School News: Sharing Stories About Immigration in the Classroom

Winter 2020

For many years the Cold Spring School (CT) community collaborated with Integrated Refugee and Immigration Services (IRIS) on clothing drives for new families and individuals resettling in Connecticut. The school began working more closely with IRIS during the 2017–2018 school year.
 
As fourth and fifth graders were completing a unit on crossing borders, the IRIS education and advocacy coordinator connected the classes with Gladys Mwilelo, a refugee from the Democratic Republic of Congo, as a way to deepen their learning about why people choose—or are forced—to leave their countries of origin.
 
In January 2018, Mwilelo told her story of immigrating to the United States after spending 13 years in Burundi.

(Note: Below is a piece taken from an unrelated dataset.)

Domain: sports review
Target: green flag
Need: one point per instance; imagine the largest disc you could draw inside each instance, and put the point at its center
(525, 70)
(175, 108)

She talked about her life, the challenges great and small, and affirmed the power of hope and hard work. She answered student questions with warmth, humor, and detail.
 
Inspired by Mwilelo’s story, the students decided to create two picture books (one for each class) about her journey. To prepare, the students studied Jacob Lawrence’s The Migration Series—60 panels of paintings and captions portraying the flight of more than a million African Americans from the rural South to the industrial North after World War I began—for a model of how to approach their books. The students (20 per class) worked together to depict subjects, themes, and relationships in Mwilelo's story including perseverance, hope, and family. Titled Flight of Hope and Gladys’s Journey, the books were presented to Mwilelo in June 2018, and students have since visited a local preschool to read them.
 
Cold Spring continues its relationship with IRIS and holds annual clothing drives and participates in fundraising events as a school community.


Pages from the picture books Flight of Hope and Gladys’s Journey detailing refugee Gladys Mwilelo’s journey.